Nos hemos alejado de la naturaleza que sólo visitamos como turistas. Los niños no asisten por San Martín a la matanza ni han visto matar un pollo. La muerte les es lejana. Creen que los embutidos nacen con su guita en las factorías y que los pollos surgen de unas máquinas que los echan al supermercado envueltos en plástico por arte de birlibirloque. No se vive el campo. Los serreños, al dar de mano en sus tareas, regresan a diario al pueblo, en lugar de pasar las largas tardes de invierno con la familia ante la chimenea, colgados en cualquier vegueta perdida por esos cerros de Dios, donde salían a relucir aquellas historias conservadas por tradición oral a través de generaciones: Viejas leyendas de niñas devoradas por lobos; de salamanquesas malas que te dejan una calva donde escupen; del huevo que un día al año pone el gallo y del que nace el escuerzo… Y todo eso con un lenguaje rico y preciso en el que se engastaban vocablos aún no descubiertos por la Real Academia Española.

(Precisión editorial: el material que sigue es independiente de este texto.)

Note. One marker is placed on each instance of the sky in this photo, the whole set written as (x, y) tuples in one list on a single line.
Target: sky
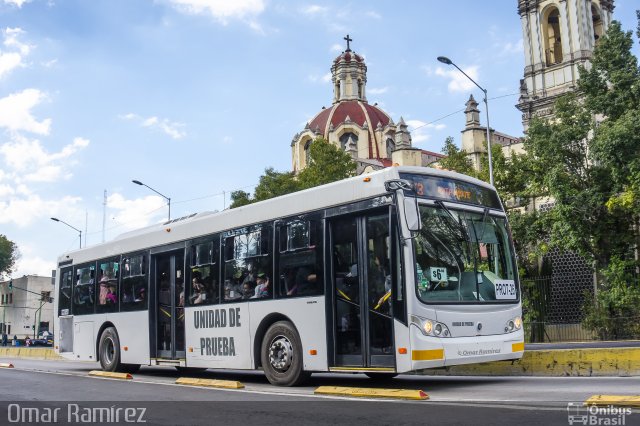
[(195, 98)]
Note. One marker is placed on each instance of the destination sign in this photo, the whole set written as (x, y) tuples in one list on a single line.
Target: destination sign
[(447, 189)]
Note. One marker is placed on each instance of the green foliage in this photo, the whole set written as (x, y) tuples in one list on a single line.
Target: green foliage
[(327, 164), (457, 159), (9, 254), (587, 158), (614, 312)]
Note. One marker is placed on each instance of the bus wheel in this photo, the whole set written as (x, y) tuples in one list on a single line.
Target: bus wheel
[(281, 355), (381, 376), (109, 350)]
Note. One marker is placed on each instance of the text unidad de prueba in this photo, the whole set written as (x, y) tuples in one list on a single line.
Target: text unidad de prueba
[(217, 318)]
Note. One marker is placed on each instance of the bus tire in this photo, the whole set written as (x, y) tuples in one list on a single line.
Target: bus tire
[(281, 355), (380, 376), (109, 350)]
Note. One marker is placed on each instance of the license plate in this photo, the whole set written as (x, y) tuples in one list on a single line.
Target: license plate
[(506, 290)]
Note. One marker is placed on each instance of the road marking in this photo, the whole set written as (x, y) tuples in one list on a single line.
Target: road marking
[(617, 400), (372, 392), (210, 383), (110, 375)]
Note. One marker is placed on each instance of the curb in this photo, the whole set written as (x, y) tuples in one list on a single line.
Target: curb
[(110, 375), (593, 362), (371, 392), (210, 383), (632, 401), (24, 352)]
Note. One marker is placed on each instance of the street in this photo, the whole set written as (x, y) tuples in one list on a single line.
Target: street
[(453, 400)]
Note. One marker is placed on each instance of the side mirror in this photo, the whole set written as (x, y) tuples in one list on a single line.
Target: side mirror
[(412, 214)]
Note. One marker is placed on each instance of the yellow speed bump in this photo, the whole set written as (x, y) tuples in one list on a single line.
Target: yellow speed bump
[(210, 383), (110, 375), (617, 400), (372, 392)]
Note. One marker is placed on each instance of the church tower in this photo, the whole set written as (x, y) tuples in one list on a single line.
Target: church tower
[(558, 35)]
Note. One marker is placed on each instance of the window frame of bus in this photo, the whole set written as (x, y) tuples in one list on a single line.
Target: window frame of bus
[(214, 268), (476, 195), (89, 308), (109, 308), (66, 306), (229, 252), (314, 243), (134, 305)]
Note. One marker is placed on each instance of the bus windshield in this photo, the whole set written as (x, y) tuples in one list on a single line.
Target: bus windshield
[(464, 256)]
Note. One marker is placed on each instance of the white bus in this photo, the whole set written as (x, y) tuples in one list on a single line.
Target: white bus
[(403, 269)]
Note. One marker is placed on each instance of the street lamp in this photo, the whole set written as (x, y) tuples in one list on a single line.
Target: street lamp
[(137, 182), (55, 219), (448, 61)]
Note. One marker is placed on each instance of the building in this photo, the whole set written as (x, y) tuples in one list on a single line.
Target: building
[(365, 131), (558, 36), (25, 306)]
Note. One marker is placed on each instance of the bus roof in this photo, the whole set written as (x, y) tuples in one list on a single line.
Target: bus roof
[(200, 224)]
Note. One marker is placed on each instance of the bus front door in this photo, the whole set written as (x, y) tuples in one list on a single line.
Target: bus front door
[(169, 280), (361, 285)]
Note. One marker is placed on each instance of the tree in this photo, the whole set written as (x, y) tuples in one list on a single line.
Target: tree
[(584, 163), (457, 159), (327, 163), (9, 254)]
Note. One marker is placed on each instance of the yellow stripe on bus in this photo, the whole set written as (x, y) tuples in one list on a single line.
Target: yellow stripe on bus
[(427, 355), (517, 347)]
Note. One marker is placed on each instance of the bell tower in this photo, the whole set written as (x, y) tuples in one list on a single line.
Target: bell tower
[(558, 35)]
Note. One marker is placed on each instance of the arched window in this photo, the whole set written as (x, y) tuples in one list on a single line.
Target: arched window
[(597, 23), (344, 139), (553, 39), (391, 146), (307, 152)]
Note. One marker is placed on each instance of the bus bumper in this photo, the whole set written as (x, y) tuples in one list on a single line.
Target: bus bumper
[(431, 352)]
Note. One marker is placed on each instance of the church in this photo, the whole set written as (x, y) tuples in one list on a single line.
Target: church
[(365, 131)]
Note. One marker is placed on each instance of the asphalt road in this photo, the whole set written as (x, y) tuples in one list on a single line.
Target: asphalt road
[(453, 400)]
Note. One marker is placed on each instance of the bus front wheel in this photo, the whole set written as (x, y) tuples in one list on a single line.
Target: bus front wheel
[(281, 355), (109, 350)]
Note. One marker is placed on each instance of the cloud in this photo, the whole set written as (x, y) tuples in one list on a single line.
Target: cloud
[(138, 212), (15, 112), (314, 9), (373, 14), (222, 10), (17, 3), (421, 131), (171, 128), (14, 50), (458, 82), (23, 211), (29, 161), (378, 90)]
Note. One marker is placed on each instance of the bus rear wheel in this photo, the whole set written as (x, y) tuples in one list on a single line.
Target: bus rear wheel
[(281, 355), (109, 350)]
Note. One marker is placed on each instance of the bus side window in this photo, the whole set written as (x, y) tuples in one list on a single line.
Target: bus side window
[(300, 261), (64, 300), (108, 286), (84, 290), (133, 291)]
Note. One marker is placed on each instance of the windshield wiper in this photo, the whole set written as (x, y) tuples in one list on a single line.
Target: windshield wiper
[(459, 225)]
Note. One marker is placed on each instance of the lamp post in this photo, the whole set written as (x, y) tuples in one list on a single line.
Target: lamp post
[(448, 61), (137, 182), (55, 219)]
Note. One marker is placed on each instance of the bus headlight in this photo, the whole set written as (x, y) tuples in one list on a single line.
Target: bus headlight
[(429, 327)]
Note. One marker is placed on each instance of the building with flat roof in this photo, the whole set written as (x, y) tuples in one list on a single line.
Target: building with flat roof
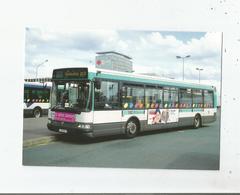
[(112, 60)]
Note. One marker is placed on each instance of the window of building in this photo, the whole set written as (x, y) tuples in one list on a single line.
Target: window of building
[(106, 97), (153, 98), (132, 97), (197, 98), (185, 98), (208, 99)]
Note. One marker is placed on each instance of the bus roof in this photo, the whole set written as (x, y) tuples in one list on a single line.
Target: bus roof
[(140, 78)]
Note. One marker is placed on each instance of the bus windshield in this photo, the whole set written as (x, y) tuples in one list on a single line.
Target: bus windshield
[(71, 96)]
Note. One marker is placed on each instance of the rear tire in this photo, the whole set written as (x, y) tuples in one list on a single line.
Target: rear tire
[(131, 129), (37, 112), (197, 122)]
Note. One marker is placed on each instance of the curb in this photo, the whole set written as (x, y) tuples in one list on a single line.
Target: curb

Un niño hoy tiene un vocabulario pobre pero útil para cambiar impresiones con sus amigos sobre informática, música pop o canales de televisión. Pero, con seguridad, va a desconocer qué cosa sea una covatilla, un cujón o un venado entesterado.
No podemos pretender que hoy se conserve y se use el riquísimo vocabulario de la sierra, pero sí podemos o, por mejor decir, tenemos la obligación de fijarlo por escrito quienes hemos llegado a conocerlo vivo.